Como hay tanta angustia personal, infelicidad y sufrimiento mental y físico en el mundo, muchas personas se preguntan a menudo cómo podrían cambiar personalmente para encontrar la felicidad, la satisfacción o algo que se les escapa. O incluso cómo cambiar a otras personas, como si esa arrogante ilusión pudiera funcionar alguna vez.

Esta cuestión del cambio personal significativo suele plantearse en el contexto de estrictos análisis psicológicos. Esto es muy común y es un hábito mental que se fortalece con los años. Las personas se reducen a su educación familiar y a sus relaciones personales, mientras que la historia social que han vivido se descarta como irrelevante.

Estados Unidos es en gran medida una sociedad psicológica. Los análisis sociológicos e históricos se consideran insignificantes para la identidad de las personas. Es como si la economía, la política, la cultura y la propaganda no tuvieran importancia.

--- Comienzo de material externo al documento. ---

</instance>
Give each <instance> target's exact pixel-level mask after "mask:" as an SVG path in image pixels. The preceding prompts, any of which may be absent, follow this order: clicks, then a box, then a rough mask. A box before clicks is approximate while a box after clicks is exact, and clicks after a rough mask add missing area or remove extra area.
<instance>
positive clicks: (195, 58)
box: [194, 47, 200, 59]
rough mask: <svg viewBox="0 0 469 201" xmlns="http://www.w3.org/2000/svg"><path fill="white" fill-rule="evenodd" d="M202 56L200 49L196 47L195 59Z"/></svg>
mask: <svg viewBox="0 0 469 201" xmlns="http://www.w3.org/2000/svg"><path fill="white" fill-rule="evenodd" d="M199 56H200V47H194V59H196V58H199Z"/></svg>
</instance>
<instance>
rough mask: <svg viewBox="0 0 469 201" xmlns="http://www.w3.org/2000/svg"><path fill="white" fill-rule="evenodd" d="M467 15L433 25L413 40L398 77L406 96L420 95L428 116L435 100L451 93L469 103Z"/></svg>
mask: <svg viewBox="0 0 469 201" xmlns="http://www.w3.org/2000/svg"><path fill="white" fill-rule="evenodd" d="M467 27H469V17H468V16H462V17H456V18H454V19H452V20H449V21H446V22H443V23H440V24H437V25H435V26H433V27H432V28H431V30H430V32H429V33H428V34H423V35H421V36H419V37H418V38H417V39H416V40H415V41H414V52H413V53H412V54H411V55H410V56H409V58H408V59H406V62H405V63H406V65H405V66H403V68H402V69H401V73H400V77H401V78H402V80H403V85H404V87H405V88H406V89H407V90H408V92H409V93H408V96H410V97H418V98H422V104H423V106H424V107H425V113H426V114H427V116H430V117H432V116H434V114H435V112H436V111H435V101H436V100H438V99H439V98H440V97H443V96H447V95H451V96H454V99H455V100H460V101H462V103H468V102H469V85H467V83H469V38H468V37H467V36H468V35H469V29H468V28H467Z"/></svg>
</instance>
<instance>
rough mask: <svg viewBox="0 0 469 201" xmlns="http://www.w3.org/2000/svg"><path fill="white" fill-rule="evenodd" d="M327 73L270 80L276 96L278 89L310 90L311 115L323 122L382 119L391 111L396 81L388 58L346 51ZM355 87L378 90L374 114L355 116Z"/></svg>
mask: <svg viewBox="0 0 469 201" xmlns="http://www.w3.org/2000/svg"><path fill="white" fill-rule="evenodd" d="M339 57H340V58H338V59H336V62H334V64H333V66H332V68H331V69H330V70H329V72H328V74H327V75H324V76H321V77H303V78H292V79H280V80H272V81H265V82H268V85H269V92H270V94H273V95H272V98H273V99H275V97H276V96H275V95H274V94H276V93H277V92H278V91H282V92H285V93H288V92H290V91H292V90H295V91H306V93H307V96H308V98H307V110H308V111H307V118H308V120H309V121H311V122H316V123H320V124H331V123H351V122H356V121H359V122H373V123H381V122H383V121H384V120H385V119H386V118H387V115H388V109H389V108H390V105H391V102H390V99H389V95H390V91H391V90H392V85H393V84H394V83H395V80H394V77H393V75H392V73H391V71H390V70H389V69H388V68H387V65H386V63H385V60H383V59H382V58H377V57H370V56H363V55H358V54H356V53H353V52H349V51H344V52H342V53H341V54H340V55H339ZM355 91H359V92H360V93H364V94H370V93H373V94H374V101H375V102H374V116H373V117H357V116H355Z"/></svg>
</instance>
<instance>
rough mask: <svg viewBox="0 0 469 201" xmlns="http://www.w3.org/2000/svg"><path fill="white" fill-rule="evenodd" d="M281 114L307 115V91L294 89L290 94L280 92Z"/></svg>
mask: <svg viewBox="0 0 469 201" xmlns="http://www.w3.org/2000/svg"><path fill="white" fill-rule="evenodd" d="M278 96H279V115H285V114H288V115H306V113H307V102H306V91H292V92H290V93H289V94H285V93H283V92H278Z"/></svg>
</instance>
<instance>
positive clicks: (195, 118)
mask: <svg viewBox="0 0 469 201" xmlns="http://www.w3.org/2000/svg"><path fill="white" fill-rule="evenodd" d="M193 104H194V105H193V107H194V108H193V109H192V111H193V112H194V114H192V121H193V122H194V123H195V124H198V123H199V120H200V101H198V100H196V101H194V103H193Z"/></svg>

Sí, a menudo se admite que las circunstancias, como la enfermedad, la muerte, el divorcio, el desempleo, etc. afectan a las personas, pero tales circunstancias no se consideran centrales para lo que son las personas y en lo que se convierten. Estas cuestiones rara vez se ven contextualmente, ni se establecen conexiones. Se consideran irrelevantes, a pesar de que siempre están relacionados con cuestiones sociales más amplias: que la biografía y la historia están entrelazadas.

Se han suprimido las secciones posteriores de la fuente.